La sala de autopsias olía como todas las salas de autopsias del mundo. Ese olor dulzón y pegajoso mezcla de desinfectante, sangre y podredumbre, que era conjurado sin demasiado éxito por el humo de los habanos de los dos personajes - el médico forense y el detective de homicidios- que deambulaban por la penumbra en torno a la isla de luz creada por el potente foco. Sobre la mesa de mármol yacía el cadáver desnudo y abierto de una anciana.
- ...y a menos que te esperes a que termine mi trabajo, no puedo decirte nada más.- estaba diciendo en ese momento el forense.
- Pero, por lo menos, podrías darme alguna maldita indicación sobre el momento de la muerte.-replicaba el policía.- Ni siquiera sabemos si se trata de un suicidio o un asesinato.
El forense se rascó el cogote y, dejando el puro sobre una bandeja metálica junto a unas pinzas con aspecto de cascanueces, pareció reflexionar para sí mismo en voz alta.

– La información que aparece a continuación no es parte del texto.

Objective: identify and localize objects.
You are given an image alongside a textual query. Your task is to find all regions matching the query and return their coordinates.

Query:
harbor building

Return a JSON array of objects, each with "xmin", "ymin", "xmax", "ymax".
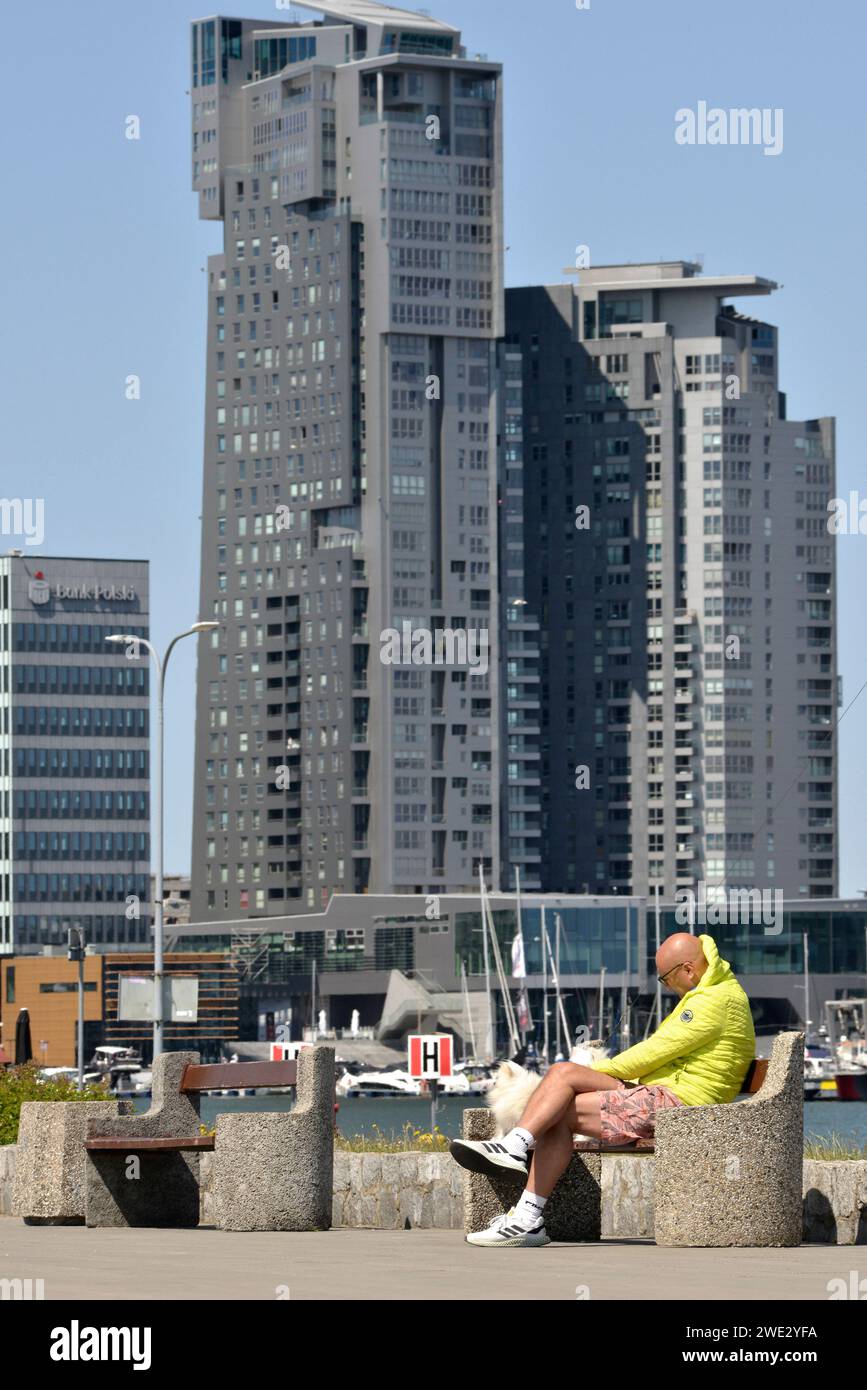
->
[{"xmin": 168, "ymin": 892, "xmax": 867, "ymax": 1058}]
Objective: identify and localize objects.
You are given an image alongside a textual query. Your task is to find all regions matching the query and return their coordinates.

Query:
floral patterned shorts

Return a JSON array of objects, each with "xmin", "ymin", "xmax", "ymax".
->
[{"xmin": 599, "ymin": 1081, "xmax": 685, "ymax": 1144}]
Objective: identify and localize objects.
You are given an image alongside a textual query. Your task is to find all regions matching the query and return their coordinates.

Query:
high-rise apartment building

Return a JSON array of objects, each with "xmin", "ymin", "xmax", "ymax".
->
[
  {"xmin": 506, "ymin": 261, "xmax": 838, "ymax": 898},
  {"xmin": 192, "ymin": 10, "xmax": 514, "ymax": 922},
  {"xmin": 0, "ymin": 552, "xmax": 151, "ymax": 955}
]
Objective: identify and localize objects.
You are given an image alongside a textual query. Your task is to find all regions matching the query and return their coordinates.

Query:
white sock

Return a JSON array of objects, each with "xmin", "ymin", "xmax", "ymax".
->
[
  {"xmin": 503, "ymin": 1129, "xmax": 536, "ymax": 1158},
  {"xmin": 514, "ymin": 1191, "xmax": 547, "ymax": 1226}
]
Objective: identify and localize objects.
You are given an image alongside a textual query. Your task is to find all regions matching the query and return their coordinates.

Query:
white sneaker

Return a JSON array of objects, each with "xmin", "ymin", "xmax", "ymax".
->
[
  {"xmin": 449, "ymin": 1138, "xmax": 529, "ymax": 1177},
  {"xmin": 467, "ymin": 1207, "xmax": 550, "ymax": 1250}
]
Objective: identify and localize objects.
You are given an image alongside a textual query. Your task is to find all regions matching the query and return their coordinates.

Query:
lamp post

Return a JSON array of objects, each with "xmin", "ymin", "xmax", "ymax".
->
[{"xmin": 106, "ymin": 623, "xmax": 220, "ymax": 1062}]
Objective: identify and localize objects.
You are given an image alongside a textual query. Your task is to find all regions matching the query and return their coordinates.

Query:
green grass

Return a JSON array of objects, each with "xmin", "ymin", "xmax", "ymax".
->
[
  {"xmin": 0, "ymin": 1062, "xmax": 113, "ymax": 1144},
  {"xmin": 804, "ymin": 1134, "xmax": 867, "ymax": 1162},
  {"xmin": 335, "ymin": 1123, "xmax": 449, "ymax": 1154}
]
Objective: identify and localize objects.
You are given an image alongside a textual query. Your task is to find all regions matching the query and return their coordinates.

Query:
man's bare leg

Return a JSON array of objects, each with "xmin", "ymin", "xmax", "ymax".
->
[
  {"xmin": 527, "ymin": 1077, "xmax": 611, "ymax": 1197},
  {"xmin": 518, "ymin": 1062, "xmax": 621, "ymax": 1144}
]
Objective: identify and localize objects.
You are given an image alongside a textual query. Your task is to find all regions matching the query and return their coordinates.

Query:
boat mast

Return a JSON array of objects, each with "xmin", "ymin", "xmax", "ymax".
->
[
  {"xmin": 542, "ymin": 904, "xmax": 550, "ymax": 1066},
  {"xmin": 479, "ymin": 859, "xmax": 493, "ymax": 1062},
  {"xmin": 803, "ymin": 931, "xmax": 811, "ymax": 1043},
  {"xmin": 461, "ymin": 960, "xmax": 475, "ymax": 1062}
]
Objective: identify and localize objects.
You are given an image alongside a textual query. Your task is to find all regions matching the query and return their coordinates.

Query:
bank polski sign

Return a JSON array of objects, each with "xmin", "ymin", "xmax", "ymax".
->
[{"xmin": 28, "ymin": 570, "xmax": 136, "ymax": 603}]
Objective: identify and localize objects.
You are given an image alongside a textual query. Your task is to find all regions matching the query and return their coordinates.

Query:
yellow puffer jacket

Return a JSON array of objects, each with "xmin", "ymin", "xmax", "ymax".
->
[{"xmin": 593, "ymin": 935, "xmax": 756, "ymax": 1105}]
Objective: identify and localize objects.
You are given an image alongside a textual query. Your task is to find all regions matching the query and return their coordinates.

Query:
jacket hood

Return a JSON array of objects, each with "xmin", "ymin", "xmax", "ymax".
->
[{"xmin": 691, "ymin": 935, "xmax": 734, "ymax": 992}]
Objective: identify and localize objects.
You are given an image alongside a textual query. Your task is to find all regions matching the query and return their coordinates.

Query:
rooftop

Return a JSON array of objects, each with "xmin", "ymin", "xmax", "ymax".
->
[
  {"xmin": 293, "ymin": 0, "xmax": 460, "ymax": 33},
  {"xmin": 564, "ymin": 261, "xmax": 778, "ymax": 297}
]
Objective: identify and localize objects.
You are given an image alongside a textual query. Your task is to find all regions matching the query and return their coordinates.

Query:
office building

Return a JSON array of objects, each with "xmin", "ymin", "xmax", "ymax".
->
[
  {"xmin": 192, "ymin": 0, "xmax": 508, "ymax": 922},
  {"xmin": 0, "ymin": 552, "xmax": 151, "ymax": 955}
]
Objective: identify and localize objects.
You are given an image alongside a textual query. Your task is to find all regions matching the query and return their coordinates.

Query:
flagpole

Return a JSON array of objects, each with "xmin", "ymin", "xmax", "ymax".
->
[
  {"xmin": 545, "ymin": 913, "xmax": 568, "ymax": 1051},
  {"xmin": 554, "ymin": 912, "xmax": 568, "ymax": 1056},
  {"xmin": 479, "ymin": 859, "xmax": 493, "ymax": 1062},
  {"xmin": 542, "ymin": 904, "xmax": 550, "ymax": 1066},
  {"xmin": 513, "ymin": 865, "xmax": 527, "ymax": 1047}
]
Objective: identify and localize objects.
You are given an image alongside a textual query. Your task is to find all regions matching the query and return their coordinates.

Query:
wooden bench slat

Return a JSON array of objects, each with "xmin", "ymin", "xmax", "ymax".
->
[
  {"xmin": 741, "ymin": 1056, "xmax": 768, "ymax": 1095},
  {"xmin": 85, "ymin": 1134, "xmax": 214, "ymax": 1154},
  {"xmin": 181, "ymin": 1062, "xmax": 297, "ymax": 1095}
]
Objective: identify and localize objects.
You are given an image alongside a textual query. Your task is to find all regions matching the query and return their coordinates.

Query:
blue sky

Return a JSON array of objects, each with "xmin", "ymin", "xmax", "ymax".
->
[{"xmin": 0, "ymin": 0, "xmax": 867, "ymax": 894}]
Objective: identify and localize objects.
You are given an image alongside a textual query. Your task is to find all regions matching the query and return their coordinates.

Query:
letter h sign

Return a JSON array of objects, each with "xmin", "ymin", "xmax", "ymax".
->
[{"xmin": 407, "ymin": 1033, "xmax": 452, "ymax": 1081}]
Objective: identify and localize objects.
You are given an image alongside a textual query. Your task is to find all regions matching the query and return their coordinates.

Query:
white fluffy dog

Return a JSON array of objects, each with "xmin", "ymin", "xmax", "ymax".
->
[{"xmin": 485, "ymin": 1044, "xmax": 607, "ymax": 1137}]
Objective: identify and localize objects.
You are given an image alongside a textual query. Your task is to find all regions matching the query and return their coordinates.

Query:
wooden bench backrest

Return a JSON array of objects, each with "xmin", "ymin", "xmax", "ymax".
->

- No es tan fácil. Todo apunta a una compulsión autodestructiva. La difunta se odiaba a sí misma.
- Pero eso no tiene sentido. No fastidies. Una personalidad creadora y fecunda como la suya, que había alcanzado la plenitud artística y científica y había gozado de un prestigio universal sin parangón en toda la maldita Historia humana no tenía motivos para suicidarse.
- Los motivos fueron inducidos.- El forense repasó una vez más las amarillentas hojas del informe previo- En su sangre he encontrado gérmenes de varias cepas: hebraica, africana, arábiga... Todas letales e incompatibles con su propio genoma. El trastorno mental era severo. La víctima había renunciado hacía tiempo a su autoestima y había desarrollado un complejo de culpabilidad que la llevaba a agravar sus dolencias consumiendo de forma desaforada los mismos venenos que la estaban matando.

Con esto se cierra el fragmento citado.